Ok, I'm not entirely sure what you're saying, but I'm going to answer it 2 different ways, and hopefully one of the answers is what you are looking for.

Firstly, if you mean that in your insert statement, you input "INSERT INTO table VALUE '07/15/2004'" and when you do a select, the value is "2004-07-15" then that's not a problem, as this is an "abstraction" of the actual value in the table.  The "real" value is a timestamp that is just an integer, and is converted into something that's meaningful to us when pulled from the database.  You can format it any way you want (see the MySQL manual for information).

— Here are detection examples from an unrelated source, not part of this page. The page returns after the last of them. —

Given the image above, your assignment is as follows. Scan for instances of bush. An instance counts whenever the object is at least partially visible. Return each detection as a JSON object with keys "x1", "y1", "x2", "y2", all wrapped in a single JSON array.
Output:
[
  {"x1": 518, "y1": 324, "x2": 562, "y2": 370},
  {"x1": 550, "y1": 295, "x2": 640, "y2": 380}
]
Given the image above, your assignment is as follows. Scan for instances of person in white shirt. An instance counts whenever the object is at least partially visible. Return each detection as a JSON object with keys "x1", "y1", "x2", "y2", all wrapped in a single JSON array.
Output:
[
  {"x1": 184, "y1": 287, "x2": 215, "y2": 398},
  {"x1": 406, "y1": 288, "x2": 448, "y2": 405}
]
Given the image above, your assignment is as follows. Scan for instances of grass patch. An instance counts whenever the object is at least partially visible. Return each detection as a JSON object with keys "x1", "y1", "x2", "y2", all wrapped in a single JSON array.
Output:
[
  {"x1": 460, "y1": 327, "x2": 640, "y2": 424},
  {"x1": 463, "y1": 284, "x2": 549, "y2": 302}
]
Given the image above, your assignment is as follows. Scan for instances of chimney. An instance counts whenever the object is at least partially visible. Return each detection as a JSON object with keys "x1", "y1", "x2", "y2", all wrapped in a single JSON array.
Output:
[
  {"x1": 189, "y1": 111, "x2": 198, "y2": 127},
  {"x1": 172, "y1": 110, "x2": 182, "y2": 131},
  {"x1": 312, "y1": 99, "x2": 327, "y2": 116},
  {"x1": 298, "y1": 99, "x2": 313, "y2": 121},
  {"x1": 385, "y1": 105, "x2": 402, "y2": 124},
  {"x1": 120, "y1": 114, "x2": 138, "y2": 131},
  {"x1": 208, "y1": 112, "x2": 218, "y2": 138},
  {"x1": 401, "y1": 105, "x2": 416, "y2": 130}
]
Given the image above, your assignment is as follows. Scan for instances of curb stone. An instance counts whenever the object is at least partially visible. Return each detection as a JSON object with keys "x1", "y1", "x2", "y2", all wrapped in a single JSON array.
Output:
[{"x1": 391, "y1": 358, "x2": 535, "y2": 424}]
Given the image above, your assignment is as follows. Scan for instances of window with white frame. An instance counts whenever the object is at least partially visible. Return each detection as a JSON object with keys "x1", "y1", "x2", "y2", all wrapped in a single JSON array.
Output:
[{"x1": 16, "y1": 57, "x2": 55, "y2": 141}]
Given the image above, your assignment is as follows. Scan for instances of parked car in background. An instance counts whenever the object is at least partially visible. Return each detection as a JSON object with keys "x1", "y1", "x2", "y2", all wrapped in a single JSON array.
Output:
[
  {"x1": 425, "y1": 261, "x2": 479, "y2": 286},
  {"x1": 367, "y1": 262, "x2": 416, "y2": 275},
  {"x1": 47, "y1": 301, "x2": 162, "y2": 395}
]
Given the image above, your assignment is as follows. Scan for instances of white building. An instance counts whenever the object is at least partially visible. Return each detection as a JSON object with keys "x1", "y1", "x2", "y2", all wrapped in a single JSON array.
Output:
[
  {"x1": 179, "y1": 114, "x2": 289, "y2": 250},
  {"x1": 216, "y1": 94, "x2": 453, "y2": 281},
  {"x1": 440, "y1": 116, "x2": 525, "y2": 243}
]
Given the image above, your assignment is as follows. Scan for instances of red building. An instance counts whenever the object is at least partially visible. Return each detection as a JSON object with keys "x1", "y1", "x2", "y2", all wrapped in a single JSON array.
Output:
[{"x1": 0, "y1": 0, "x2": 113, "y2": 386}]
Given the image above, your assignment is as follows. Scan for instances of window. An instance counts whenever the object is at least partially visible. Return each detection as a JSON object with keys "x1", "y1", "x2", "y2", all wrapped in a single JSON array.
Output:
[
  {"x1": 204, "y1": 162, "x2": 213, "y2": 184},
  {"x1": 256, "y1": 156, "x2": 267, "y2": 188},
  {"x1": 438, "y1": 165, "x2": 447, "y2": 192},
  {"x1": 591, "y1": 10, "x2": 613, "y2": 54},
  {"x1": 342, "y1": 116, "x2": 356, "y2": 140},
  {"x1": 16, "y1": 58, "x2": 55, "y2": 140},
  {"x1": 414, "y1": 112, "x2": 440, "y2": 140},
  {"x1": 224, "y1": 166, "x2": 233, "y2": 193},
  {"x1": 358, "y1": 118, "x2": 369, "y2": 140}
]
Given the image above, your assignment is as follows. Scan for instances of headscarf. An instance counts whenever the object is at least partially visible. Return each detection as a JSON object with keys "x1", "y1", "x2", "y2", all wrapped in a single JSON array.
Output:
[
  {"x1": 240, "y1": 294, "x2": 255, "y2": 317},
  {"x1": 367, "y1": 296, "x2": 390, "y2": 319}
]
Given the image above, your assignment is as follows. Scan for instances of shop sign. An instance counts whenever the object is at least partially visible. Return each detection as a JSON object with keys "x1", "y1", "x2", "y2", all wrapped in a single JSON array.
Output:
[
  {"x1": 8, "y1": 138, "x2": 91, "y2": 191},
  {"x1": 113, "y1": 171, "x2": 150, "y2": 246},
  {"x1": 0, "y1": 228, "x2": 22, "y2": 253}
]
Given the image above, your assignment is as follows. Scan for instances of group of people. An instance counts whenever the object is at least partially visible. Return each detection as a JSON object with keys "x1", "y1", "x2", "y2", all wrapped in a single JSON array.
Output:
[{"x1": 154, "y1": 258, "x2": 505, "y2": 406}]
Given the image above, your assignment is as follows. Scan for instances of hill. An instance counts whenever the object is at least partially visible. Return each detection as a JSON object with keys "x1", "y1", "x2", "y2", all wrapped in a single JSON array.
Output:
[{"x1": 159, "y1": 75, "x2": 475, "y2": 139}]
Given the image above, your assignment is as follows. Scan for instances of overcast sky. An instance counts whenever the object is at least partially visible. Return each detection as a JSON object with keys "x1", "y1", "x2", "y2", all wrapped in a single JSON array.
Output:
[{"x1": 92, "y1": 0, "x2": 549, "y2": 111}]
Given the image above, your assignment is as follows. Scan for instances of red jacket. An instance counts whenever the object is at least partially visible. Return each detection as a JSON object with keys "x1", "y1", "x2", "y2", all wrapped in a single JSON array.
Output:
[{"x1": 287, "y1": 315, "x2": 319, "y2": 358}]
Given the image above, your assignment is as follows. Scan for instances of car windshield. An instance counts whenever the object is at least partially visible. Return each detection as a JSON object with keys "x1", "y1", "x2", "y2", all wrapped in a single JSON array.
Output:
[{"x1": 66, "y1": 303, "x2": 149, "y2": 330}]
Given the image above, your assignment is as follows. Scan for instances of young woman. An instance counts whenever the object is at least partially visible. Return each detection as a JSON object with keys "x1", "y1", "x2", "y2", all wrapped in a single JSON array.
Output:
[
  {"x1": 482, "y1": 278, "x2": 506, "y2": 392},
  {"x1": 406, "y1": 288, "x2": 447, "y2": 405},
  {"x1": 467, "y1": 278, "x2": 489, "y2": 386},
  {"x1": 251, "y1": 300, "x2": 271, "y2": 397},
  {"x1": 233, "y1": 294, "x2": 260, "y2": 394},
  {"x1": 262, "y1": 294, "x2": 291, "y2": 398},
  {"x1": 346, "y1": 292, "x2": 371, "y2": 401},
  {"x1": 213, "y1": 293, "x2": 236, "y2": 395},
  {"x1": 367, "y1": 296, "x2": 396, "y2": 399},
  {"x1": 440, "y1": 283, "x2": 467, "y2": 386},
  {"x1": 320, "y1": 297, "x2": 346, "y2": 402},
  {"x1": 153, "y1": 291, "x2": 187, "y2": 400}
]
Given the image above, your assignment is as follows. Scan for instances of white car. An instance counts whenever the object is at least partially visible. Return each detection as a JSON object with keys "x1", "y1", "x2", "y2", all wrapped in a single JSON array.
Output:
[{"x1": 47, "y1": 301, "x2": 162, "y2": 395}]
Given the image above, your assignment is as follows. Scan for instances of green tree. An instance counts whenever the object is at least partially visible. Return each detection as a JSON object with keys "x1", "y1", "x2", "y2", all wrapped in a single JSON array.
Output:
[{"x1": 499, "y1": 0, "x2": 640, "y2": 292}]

But, if you mean that you want to change what the user inputs (mm/dd/yyyy) in PHP before the insert into a different date format (yyyy-mm-dd), then that's easily enough done.  I have to do it every time I have a form that has a date since where I am from, the standard date format is dd/mm/yyyy and the days and months can easily be mixed up by programs that were built for an American audience.

Anyway, the PHP code to reformat the date is something like this:


```
$date = $_POST['date'];
if($date == "")
	$errs = $errs."<li>No date supplied"
if(ereg("([0-9]{2})/([0-9]{2})/([0-9]{4})",$date,$date_arr))
	$date = $date_arr[3]."-".$date_arr[1]."-".$date_arr[2];
else
	$errs = $errs."<li>Invalid Date Format:$date";
```

This code does 2 things:

1.  Checks to see if a date was entered and if not, generates an error message.

2.  The ereg function checks the string ($date) against a regular expression to see if the date is in the expected format (mm/dd/yyyy), and then "explodes" it to an array (the 3rd argument).  The array has the original string in the [0] index, the contents of the month in the [1] index, the contents of the day in the [2] index, and the contents of the year in the [3] index.  So, you can use this re-contruct the string into a yyyy-mm-dd format.  If the pattern expected by the regular expression doesn't match, then it goes to the else branch and creates the appropriate error message (which are echoed further down my script if there are any errors btw).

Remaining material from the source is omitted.